Moi j'bichais car je les adore

    - […] les fautifs, ce sont les propriétaires, non les fermiers.
   A ces paroles, toutes les faces se tournèrent du côté du konak*.
Costaké dit :
   - Ca va barder… Le Baragan commence à faire flamber ses chardons !


    Nous étions devant l’auberge de Stoïan. Des villageois, loqueteux, hâves, courbaturés, venaient fébrilement l’un après l’autre, et questionnaient en balbutiant. Alors nous nous aperçûmes que cette nouvelle n’était pas le seul événement de la journée, et qu’avec elle, un second gendarme nous tombait sur le nez. Ils étaient présents, naturellement, ces deux piliers de l’oppression, bien nourris, bien vêtus, bien armés, peu loquaces, graves surtout, comme les oreilles de leurs maîtres. Et tout de suite, l’ancien de dire à Costaké :
    - Tu ferais mieux de garder ta langue au chaud, l’ami !
    Puis à l’instituteur :
    - Vous, monsieur Cristea, lisez à l’avenir les journaux chez vous !
    Et aux paysans :
    - Que faites-vous ici ? Retournez à vos foyers ! Les rassemblements sont interdits…
    - Pourquoi ? demanda un homme ; est-ce qu’on a décrété l’état de siège ?
    Le gendarme fonça sur l’audacieux :
   - Ah, tu connais déjà la Constitution ? Viens un peu que je t’apprenne un article que tu ignores !
   - Ce fut un cortège tumultueux qui suivit l’arrêté jusqu’à la mairie, où le paysan passa quand même la nuit à apprendre l’article en question. Mais cet « article » plaida avec une langue de feu, dans le grand procès qui commença sur le champ.

Viens un peu que je t’apprenne un article que tu ignores !

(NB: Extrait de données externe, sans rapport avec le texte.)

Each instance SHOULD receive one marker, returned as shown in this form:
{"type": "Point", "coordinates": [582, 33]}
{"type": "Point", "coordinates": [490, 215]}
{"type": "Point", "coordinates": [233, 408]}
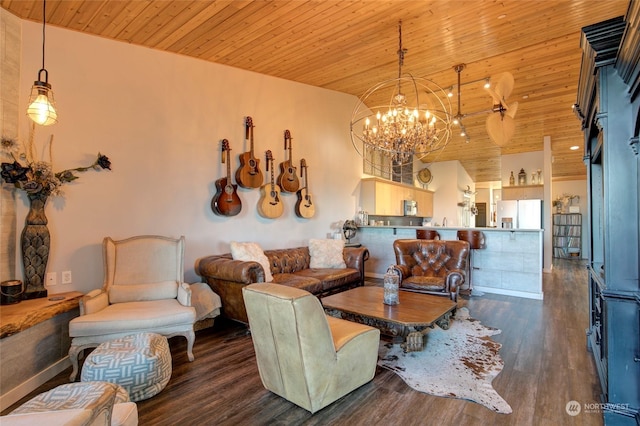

   Le lendemain, très tôt, nous fûmes éveillés par les hurlements du paysan battu, qui, dès qu’on le lâcha, se mit à courir par tout le village en criant :
   - Au secours, hommes bons, au secours ! Ils m’ont tué !
   Tout le monde accourut sur la place de l’auberge, où l’homme s’était écroulé, la tête noire, méconnaissable. Toudoritza lui prodigua des soins. L’aubergiste lui fit avaler un bon verre d’eau de vie. On cherchait du regard les gendarmes. Ils tardèrent plus d’une heure à arriver. Pendant ce temps, le battu se remit un peu et raconta l’affreuse nuit qu’il avait passée à la gendarmerie. Les paysans écoutaient, blêmes. Des femmes pleuraient. Et voici les gendarmes, qui s’approchaient en se dandinant et en ricanant, fusil au dos, revolver à la cuisse.
   - Assassins ! Bourreaux !
   Un silence complet. Les apostrophés, arrêtés au milieu de la foule, essayèrent de découvrir à qui appartenait la voix de femme qui avait proféré ces mots. Ils n’y réussirent pas.
   - Qui est la parchoaura qui insulte ainsi l’autorité ? cria l’ancien gendarme.
   Une bousculade, et une femme se planta devant eux :
   - Moi !
   C’était Stana, les mains sur les hanches, rouge comme le feu, avec un regard de folle et la poitrine haletante. Son ventre énorme s’avançait, pointu, et levait bien haut le devant de la jupe.
   - C’est toi, putain ? fit en marchant vers elle le gendarme furieux.
   - Oui, oui ! Moi. Assassins ! Bourreaux ! C’est moi qui vous dit cela, moi, la putain de votre maître !
   Et avec un ahrr ptiou ! un gros crachat partit de sa bouche, droit dans les yeux du gendarme.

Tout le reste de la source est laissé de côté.